Escribió mucho, pero publicó poco. Sus relatos y sus poemas están repartidos en copias que entregaba a sus contados amigos. Descreía de la fama y nunca se preocupó por desarrollar una carrera literaria. Como Borges, suponía que una frase feliz o un desenlace bien logrado no eran patrimonio de nadie, sino de los caprichos del azar o la voluntad de los dioses.

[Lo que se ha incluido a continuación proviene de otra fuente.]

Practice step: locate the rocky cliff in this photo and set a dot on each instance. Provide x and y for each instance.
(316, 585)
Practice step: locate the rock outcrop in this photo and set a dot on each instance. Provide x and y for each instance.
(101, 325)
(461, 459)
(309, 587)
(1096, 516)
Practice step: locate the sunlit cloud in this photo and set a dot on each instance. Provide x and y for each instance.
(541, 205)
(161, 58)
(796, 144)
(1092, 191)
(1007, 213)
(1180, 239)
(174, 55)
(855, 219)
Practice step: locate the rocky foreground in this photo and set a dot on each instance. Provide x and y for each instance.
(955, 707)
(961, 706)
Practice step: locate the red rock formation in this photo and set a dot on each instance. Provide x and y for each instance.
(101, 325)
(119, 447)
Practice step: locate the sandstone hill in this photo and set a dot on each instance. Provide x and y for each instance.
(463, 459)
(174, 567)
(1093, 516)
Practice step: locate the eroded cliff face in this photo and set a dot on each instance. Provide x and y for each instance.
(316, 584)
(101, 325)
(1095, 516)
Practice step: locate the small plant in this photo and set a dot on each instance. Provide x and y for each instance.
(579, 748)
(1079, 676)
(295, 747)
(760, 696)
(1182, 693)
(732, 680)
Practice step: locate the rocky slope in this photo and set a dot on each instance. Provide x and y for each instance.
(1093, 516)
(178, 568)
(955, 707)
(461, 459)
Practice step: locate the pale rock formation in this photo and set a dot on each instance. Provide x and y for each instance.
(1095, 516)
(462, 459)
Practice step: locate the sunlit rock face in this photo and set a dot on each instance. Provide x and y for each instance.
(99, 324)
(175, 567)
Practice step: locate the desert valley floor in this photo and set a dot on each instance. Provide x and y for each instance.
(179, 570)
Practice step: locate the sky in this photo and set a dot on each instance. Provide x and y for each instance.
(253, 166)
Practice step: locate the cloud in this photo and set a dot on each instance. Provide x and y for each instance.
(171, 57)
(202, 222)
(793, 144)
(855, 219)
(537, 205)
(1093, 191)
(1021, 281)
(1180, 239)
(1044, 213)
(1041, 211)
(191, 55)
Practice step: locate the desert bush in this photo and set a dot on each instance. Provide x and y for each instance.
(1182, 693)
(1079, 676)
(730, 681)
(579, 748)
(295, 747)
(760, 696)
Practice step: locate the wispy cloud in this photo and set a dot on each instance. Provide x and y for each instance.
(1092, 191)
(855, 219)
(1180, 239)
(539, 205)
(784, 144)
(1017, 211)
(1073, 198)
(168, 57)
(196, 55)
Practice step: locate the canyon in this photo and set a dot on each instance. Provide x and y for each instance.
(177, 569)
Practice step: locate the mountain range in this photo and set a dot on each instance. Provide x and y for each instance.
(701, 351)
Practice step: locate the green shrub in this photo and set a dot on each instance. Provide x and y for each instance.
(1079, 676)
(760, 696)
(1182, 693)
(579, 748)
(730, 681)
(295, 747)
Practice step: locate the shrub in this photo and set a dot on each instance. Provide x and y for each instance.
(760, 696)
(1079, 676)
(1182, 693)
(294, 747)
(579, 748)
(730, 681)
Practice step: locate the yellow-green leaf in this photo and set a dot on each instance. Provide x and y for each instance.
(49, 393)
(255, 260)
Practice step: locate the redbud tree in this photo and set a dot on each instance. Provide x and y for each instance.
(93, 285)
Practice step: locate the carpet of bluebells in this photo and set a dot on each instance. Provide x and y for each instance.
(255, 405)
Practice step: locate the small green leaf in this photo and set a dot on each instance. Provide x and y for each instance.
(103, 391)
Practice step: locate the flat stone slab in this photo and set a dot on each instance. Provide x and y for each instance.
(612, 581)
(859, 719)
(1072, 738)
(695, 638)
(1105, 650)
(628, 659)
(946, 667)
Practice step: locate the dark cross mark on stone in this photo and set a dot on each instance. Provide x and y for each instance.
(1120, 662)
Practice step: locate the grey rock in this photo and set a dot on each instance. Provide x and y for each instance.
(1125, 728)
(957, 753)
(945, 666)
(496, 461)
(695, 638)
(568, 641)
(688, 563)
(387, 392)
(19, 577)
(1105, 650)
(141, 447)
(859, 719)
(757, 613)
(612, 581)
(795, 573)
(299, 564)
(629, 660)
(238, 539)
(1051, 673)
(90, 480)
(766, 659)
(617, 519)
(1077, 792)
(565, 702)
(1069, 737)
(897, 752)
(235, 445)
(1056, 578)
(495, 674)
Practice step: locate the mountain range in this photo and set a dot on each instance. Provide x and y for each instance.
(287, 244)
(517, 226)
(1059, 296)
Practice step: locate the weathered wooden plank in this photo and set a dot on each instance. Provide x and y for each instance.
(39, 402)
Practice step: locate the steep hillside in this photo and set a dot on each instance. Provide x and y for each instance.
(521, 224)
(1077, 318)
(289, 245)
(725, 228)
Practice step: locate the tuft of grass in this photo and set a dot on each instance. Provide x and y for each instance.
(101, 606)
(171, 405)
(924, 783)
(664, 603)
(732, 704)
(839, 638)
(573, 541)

Una tarde sonó el teléfono en mi casa y escuché la voz de una mujer que me comunicaba que mi amigo Manuel había muerto. No más de veinte personas fuimos a despedirlo al cementerio. Pensé que para él ese número de amigos habría representado una verdadera multitud. En el diario de la tarde salió un breve comentario sobre la muerte de un conocido escritor santafesino. Pensé que seguramente no se habría sentido representado por el término «escritor santafesino».

Desde su muerte a la fecha han transcurrido unos cuantos años. Sin embargo, yo todavía siento la necesidad de su compañía silenciosa y de compartir sus curiosas y delicadas preferencias. No les miento ni exagero si les digo que lo extraño. Aprecio a mis amigos y no pretendo desmerecerlos, pero sé que ellos no se van a sentir ni molestos ni celosos si les digo que a veces me gustaría regresar a su estudio para compartir con Manuel el tabaco, la copa de cognac y hablar de las cosas que importan: una partida de ajedrez, un poema, la revelación de una metáfora, el nombre de una mujer que amo.